L’histoire est à la fois simple et complexe. En fin d’année 1999, la plupart des établissements avaient signé des accords d’aménagement et de réduction du temps de travail (ARTT) : les lois Aubry prévoyaient une réduction du temps de travail de 10 %, compensée par la création d’emplois à hauteur de 6 %. Pour la financer, des aides de l’État étaient prévues sur cinq ans : à ce terme, la réorganisation du travail dans les entreprises était censée générer un gain de productivité permettant la pérennisation de ces postes. Mais, expliquent les associations, « quand la compensation du passage aux 35 heures s’est traduite par des créations de postes, c’est le nombre de salariés qui a été augmenté, non le temps accordé aux personnes accueillies. Au contraire, il s’en est fallu de 4 % du temps total irrémédiablement perdu alors que le taux d’encadrement était déjà notoirement insuffisant, tout particulièrement dans les établissements qui accueillaient les personnes le plus gravement handicapées ».

Cette logique, poursuit le collectif, « est par définition étrangère au travail d’accompagnement et de soin spécifiques au secteur médico-social ». La direction départementale des affaires sanitaires et sociales (DDASS) reste sourde aux demandes réitérées. L’inquiétude et le déficit s’accroissent : que vont devenir les postes en question ? Que ce soit pour les usagers, les parents, les salariés ou les associations gestionnaires, la suppression ou le non remplacement de postes équivaut à une baisse de qualité du service rendu d’autant plus paradoxale que la loi de 2002 demande à ce que les personnes prises en charge soient placées « au centre du dispositif ». L’État, en somme, demande aux associations d’augmenter le nombre de personnes accueillies pour accroître le financement permettant le maintien des postes menacés, ou de remplacer les départs à la retraite par des salariés débutants ou en emplois précaires…

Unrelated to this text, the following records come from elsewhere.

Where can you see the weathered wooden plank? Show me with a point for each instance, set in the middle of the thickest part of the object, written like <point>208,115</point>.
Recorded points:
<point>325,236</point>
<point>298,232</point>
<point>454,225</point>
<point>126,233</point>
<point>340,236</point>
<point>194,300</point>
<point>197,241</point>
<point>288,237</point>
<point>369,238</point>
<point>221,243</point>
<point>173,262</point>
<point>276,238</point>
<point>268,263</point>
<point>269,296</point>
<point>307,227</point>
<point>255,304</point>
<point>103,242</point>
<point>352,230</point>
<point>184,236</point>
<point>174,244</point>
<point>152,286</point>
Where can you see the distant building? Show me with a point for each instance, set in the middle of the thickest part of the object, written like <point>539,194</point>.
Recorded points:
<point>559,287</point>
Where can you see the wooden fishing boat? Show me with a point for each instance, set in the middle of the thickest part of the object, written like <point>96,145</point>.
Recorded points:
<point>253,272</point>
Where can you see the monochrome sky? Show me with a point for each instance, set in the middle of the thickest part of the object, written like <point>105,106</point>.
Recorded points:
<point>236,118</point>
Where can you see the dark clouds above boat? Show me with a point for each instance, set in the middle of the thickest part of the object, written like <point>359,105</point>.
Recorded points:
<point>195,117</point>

Ce 12 mai, une nouvelle mobilisation est convoquée

Les besoins pourtant ne cessent de croître : or 455 000 heures de travail par an auprès des handicapés — soit l’équivalent de 250 postes — risquent de se voir supprimées dans le département, alors que, selon les associations gestionnaires, « l’insuffisance des effectifs des personnels est déjà criante » [1]. Celles-ci pointent des paradoxes : depuis 2005, la loi préconise l’intégration scolaire des enfants handicapés, mais les effectifs d’enseignants spécialisés et les aides à la vie scolaire sont menacés. Malgré leur nouvelle appellation (ESAT, établissements et services d’aide au travail), les centres d’aide par le travail (CAT) sont de plus en plus frappés par le chômage… Certaines maisons d’accueil spécialisées (MAS) souffrent encore de conditions d’hébergement déplorables… Etc.

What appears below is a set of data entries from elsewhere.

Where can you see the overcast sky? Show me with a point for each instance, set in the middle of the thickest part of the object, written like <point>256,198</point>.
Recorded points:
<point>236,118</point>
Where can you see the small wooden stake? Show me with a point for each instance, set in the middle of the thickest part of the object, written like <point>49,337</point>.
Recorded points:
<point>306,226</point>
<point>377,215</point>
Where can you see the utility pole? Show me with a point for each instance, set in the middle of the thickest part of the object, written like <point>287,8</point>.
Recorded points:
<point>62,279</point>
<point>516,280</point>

Le 9 novembre 2006, un premier rassemblement avait eu lieu à Arpajon (photo). Une audience au ministère de la Santé n’a, le 31 janvier dernier, débouché sur aucune solution concrète… Le député local est intervenu en mars auprès de la DDASS de l’Essonne, se voyant répondre sur « les inégalités entre gestionnaires concernant le suivi du dispositif, certains ayant su anticiper la fin des aides financières, d’autres non » ! Assertion rejetée par le ministère lui-même, celui-ci rappelant que la résolution de cette question dépendait essentiellement de la dotation affectée.

C’est pourquoi ce 12 mai (15 heures devant le ministère de la Santé - 8, avenue de Ségur - 75007 Paris), une nouvelle mobilisation est convoquée, cette fois – ci en présence des personnes handicapées (avec l’accord des familles). Selon le président de l’APAJH joint quelques jours avant, « deux à trois mille personnes devraient y participer ». Un courrier adressé aux élus de l’Essonne en avril les a invités à y participer : « Votre présence aux côtés des personnes en situation de handicap serait un symbole fort au moment où leur insertion sociale et citoyenne ne doit pas rester au niveau d’un simple effet d’annonce, d’une simple déclaration d’intentions »…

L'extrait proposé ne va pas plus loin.